"Eleven A.M." , Edward Hopper
La ventana de mi madre estaba iluminada por el sol poniente y vibraba con destellos de todos los colores cuando mis palabras llegaban a tocar el cristal; era grande y resplandecía como un brillante irisado entre el humo, el acero y el cemento. Pero de la habitación a que pertenecía esa ventana nada podría decirse con certidumbre, sino que tal vez era una mezcla de muchas habitaciones, de todas en las que ella se sentó alguna vez a mirar por la ventana.
Desde un criterio puramente geográfico, pienso ahora, que estoy despierta y miro en esa dirección, que sería lógico localizarla en Long Island o Queens, pero no. Estaba mucho más allá, en ese más allá ilocalizable adonde precisamente ponen proa los ojos de todas las mujeres del mundo cuando miran por una ventana y la convierten en punto de embarque, en andén, en alfombra mágica desde donde se hacen invisibles para fugarse.

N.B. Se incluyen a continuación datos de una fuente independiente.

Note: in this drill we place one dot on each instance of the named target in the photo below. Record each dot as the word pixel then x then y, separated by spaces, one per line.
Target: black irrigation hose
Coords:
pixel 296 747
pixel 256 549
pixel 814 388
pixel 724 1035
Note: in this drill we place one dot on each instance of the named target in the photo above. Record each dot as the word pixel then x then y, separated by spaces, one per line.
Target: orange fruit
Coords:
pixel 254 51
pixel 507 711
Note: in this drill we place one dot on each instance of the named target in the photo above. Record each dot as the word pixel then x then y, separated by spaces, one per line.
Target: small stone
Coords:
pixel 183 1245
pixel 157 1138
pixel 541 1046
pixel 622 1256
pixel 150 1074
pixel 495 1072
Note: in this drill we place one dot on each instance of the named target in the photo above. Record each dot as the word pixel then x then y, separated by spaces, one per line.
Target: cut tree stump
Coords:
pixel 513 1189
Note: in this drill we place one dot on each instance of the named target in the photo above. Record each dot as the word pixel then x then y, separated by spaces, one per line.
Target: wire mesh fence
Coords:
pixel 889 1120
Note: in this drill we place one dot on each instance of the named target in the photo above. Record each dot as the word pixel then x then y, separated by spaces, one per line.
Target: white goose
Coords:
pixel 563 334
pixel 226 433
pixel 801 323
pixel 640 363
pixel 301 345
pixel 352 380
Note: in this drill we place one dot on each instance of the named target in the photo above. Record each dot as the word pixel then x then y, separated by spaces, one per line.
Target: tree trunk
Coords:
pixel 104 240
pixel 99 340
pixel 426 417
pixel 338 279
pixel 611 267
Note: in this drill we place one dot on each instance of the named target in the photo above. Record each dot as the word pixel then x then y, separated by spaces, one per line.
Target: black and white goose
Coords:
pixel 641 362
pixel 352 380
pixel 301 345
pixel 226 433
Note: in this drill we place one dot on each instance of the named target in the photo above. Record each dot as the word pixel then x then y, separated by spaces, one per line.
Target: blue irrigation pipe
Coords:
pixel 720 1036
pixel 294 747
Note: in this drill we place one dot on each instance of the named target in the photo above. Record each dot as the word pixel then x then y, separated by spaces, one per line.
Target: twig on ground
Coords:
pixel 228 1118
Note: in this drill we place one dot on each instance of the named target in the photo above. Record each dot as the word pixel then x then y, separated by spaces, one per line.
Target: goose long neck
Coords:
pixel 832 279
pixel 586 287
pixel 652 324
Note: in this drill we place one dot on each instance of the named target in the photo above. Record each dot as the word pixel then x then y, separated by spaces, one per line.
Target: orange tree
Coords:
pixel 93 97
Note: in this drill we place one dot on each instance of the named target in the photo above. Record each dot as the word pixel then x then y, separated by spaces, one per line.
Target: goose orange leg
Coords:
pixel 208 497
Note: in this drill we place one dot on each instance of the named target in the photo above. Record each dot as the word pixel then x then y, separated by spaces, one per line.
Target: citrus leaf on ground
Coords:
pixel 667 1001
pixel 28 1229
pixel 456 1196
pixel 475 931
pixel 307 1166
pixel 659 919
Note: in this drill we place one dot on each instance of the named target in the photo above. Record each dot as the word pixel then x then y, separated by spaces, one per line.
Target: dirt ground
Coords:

Nadie puede enjaular los ojos de una mujer que se acerca a una ventana, ni prohibirles que surquen el mundo hasta confines ignotos. En todos los claustros, cocinas, estrados y gabinetes de la literatura universal donde viven mujeres existe una ventana fundamental para la narración, de la misma manera que la suele haber también en los cuartos inhóspitos de hotel que pintó Edward Hopper y en las estancias embaldosadas de blanco y negro de los cuadros flamencos. Basta con eso para que se produzca a veces el prodigio: la mujer que leía una carta o que estaba guisando o hablando con una amiga mira de soslayo hacia los cristales, levanta una persiana o un visillo, y de sus ojos entumecidos empiezan a salir enloquecidos, rumbo al horizonte, pájaros en bandada que ningún ornitólogo podrá clasificar, cazar ningún arquero ni acariciar ningún enamorado y que levantan vuelo hacia el reino inconcreto del que sólo se sabe que está lejos, que no lo ha visto nadie y que acoge a todos los pájaros ateridos y audaces, brindándoles terreno para que hagan su nido en él unos instantes.
Mi madre siempre tuvo la costumbre de acercar a la ventana la camilla donde leía o cosía, y aquel punto del cuarto de estar era el ancla, era el centro de la casa. Yo me venía allí con mis cuadernos para hacer los deberes, y desde niña supe que la hora que más le gustaba para fugarse era la del atardecer, esa frontera entre dos luces, cuando ya no se distinguen bien las letras ni el color de los hilos y resulta difícil enhebrar una aguja; supe que cuando abandonaba sobre el regazo la labor o el libro y empezaba a mirar por la ventana, era cuando se iba de viaje. “No encendáis todavía la luz –decía-, que quiero ver atardecer.” Yo no me iba, pero casi nunca le hablaba porque sabía que era interrumpirla. Y en aquel silencio que caía con la tarde sobre su labor y mis cuadernos, de tanto envidiarla y de tanto mirarla, aprendí no sé cómo a fugarme yo también. Luego entraba alguien, daba la luz y reaparecían los perfiles cotidianos. “Bueno, habrá que correr las cortinas”, decía ella, como despertando.
Pero en la sonrisa especial que dulcificaba su expresión se le notaba lo lejos que había estado, lo mucho que había visto. Y daban ganas de arrodillarse a su lado para ayudarle a abrir las maletas, de preguntarle: “¿Qué regalo me traes?”